For many years, our consumer society globalization has contributed to intensifying, has demanded products in quantity, quality, and variety, accelerating both a state of dissatisfaction, health concerns, and environmental pollution with no thought given to improving living conditions. There has been a formidable industrial development, which has been growing in installed facilities for the synthesis and manufacture of products that meet various needs. Today, new processes and new products are in the markets to satisfy new needs developed every day, which will test the creativity, innovation, science, and technology, but going to endanger ecosystems, human health, and doubtless going to stress every single person now and in each generation to come.

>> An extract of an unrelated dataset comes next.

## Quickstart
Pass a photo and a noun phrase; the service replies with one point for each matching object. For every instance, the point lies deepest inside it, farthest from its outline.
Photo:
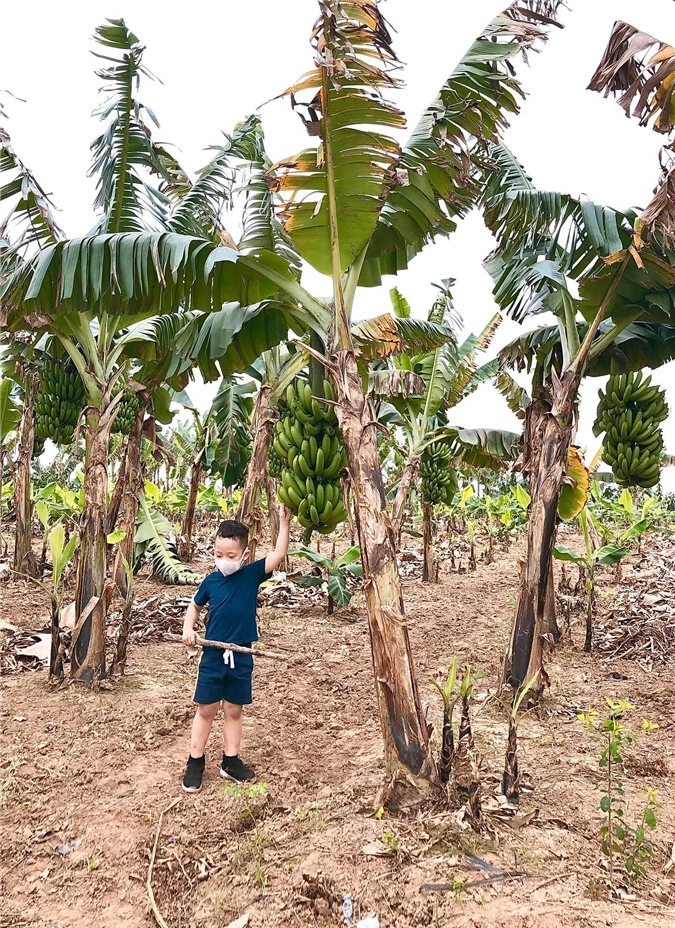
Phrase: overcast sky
(219, 62)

Given this perspective, in 1997 the governments agreed on the Kyoto Protocol to the UN Framework Convention on Climate Change (UNFCCC), which sets legally binding targets so that, during the 2008-2012 period, industrialized countries reduce 5.2%, on the 1990 levels, the emissions of the main greenhouse gases. There are alternative energy sources, such as sun, wind, wastes, etc., which are renewable every year, do not run out, and also do not pollute the environment, which means a double advantage.

Solar energy is very attractive because it is clean, renewable, affordable, and with lower impact on the environment (Liu, 2016; Carrillo, 2019). The reduction of gases is an advantage of using solar energy. Solar thermal collectors are environmentally friendly and do not pollute as a way to collect energy. The efficiencies of solar thermal collectors have been improved and its absorbent systems or coatings increased the operating and inactivation temperatures (Bagmanci, 2019; Wu, 2019).

Further development of collectors and new applications of solar energy, such as refrigeration and industrial solar heating, are raising the operating temperatures of absorbent materials even further. Since the first collectors, absorbing solar coatings actively have been developing, using advanced designs with improved efficiencies (Bagmanci, 2019).

The degradation processes in solar absorbers are caused by high temperatures, high humidity, water condensation, chlorine, and sulfide. In the case of moisture, corrosion mechanisms have been reported in absorbent coatings on aluminum substrates (Kotilainen, 2014).

The selective coatings are used on black absorbent surfaces to reduce radiative energy losses (Lizama-Tzec, 2019; Thappa, 2020). Such selective coatings require to have a low emittance ε (<0.2) of infrared wavelengths that, combined with the black surfaces that have high solar absorbance α (> 0.9) together, reach higher solar energy harvesting efficiencies. Super absorbent black coatings help us to have better absorption and concentration of solar energy for the different areas where it is intended to be used. The parabolic trough collectors are systems that require selective black absorbing surfaces that receive and transfer the energy (Tzivanidis, 2015).